Abdulkahar Nul, a businessman who owns a shopping complex in the city center of Cotabato, the largest city in the Bangsamoro Autonomous Region in Muslim Mindanao (BARMM), looks at the sunny side of this newly created region.
It is building a four-story, 200-room hotel to provide more comfortable accommodations for investors coming to this city of 400,000.
In 2014, the Philippine government and Bangsamoro fighters signed a peace agreement, ending the decades-long insurgency. In 2018, then-President Rodrigo Duterte signed the Bangsamoro Organic Law, paving the way for the creation of BARMM in 2019, which has a six-year transition period.
Speaking at his office in the city of Cotabato, BARMM Chief Minister Ahod Ebrahim said the security situation in the region has “significantly improved” in recent years and a development plan is in place to alleviate widespread poverty.
The 74-year-old prime minister said his government’s socio-economic policies focus on consolidating security and stability and providing a foundation for institution-building. The priorities are medical health, infrastructure, education and social services. “We hope to make progress in these fields before the transition is complete in 2025,” he said.
However, as one of the poorest regions in the Southeast Asian country, BARMM has a long way to go to reach its ambitious achievements.
According to government statistics, more than 37 percent of the region’s nearly 5 million people live below the poverty line. It has one of the highest levels of infant and maternal mortality and one of the lowest life expectancies.
Mohagher Iqbal, BARMM’s education minister, said peace and order are top concerns for investors. He confirmed that nearly 40,000 ex-combatants had been discharged, most becoming civilians and some becoming security agents.
“Not everything is easy, but if you have the political will, you will overcome all these obstacles,” said Iqbal, who had been the chief negotiator for the peace deal for 17 years, acknowledging that the region faces challenges in charting the socio-economic course. after a prolonged conflict.

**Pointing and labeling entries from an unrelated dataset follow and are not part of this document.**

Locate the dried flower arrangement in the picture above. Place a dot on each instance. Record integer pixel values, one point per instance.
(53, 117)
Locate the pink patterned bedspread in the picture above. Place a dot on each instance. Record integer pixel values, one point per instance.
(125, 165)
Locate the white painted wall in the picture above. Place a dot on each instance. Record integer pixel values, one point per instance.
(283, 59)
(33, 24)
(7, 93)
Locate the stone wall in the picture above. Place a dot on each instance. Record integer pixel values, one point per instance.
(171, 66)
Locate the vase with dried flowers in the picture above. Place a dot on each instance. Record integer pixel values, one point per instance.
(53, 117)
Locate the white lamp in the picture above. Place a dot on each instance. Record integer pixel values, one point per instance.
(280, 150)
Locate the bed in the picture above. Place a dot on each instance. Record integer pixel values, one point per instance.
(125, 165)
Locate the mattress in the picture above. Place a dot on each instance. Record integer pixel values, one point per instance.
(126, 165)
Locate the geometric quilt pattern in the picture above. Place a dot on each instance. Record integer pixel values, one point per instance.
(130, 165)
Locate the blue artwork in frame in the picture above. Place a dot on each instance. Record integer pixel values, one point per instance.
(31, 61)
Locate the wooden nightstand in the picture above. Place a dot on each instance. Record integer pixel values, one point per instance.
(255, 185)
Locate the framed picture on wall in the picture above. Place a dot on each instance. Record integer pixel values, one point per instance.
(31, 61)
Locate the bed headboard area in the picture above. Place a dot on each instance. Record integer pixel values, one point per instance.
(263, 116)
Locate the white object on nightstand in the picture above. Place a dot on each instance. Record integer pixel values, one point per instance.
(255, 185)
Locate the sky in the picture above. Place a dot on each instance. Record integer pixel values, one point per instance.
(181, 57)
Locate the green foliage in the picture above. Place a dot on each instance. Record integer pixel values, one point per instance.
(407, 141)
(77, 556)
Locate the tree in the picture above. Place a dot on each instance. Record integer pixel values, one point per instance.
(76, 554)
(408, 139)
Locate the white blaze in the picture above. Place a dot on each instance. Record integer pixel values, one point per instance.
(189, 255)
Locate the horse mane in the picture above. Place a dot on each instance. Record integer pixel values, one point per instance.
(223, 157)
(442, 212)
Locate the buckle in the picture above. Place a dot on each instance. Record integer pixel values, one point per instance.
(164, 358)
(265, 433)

“We are in our fourth year of transition and we hope to do more to provide public services to our people,” he said.
Philippine security analyst Rommel Banlaoi said restoring peace is one of BARMM’s most significant achievements.
“Normalization ensures that these armed groups will not disrupt the peaceful life of the people,” Banlaoi said. “Now, they are preparing to rule instead of fighting.”
In September this year, Philippine President Ferdinand Romualdez Marcos expressed his administration’s “total and unwavering support” for the peace process in the region.
“I look forward to fulfilling his vision of achieving a united, enlightened, autonomous, peaceful, just, morally upright and progressive Bangsamoro,” Marcos said at the opening session of an 80-member parliament of the Bangsamoro Transitional Authority 2022-2025. .
He urged the approval of measures for the well-being of the people, particularly in agriculture, medical care, transportation, communication, digital infrastructure, and electronic government. The Marcos administration allocated approximately US$1.3 billion in budget for the Bangsamoro region in 2023.
In fact, BARMM has high potential for growth and development, given its strategic location, dynamic workforce, and rich untapped natural resources such as natural gas, oil, solar and hydropower, as well as minerals.
According to the Philippine Statistics Authority, BARMM’s economy grew 7.5 percent in 2021, the second fastest growth among all regions in the country. The services sector led economic production with 38.9 percent; followed by agriculture, fishing and forestry with 36.4 percent; and industry with 24.7 percent.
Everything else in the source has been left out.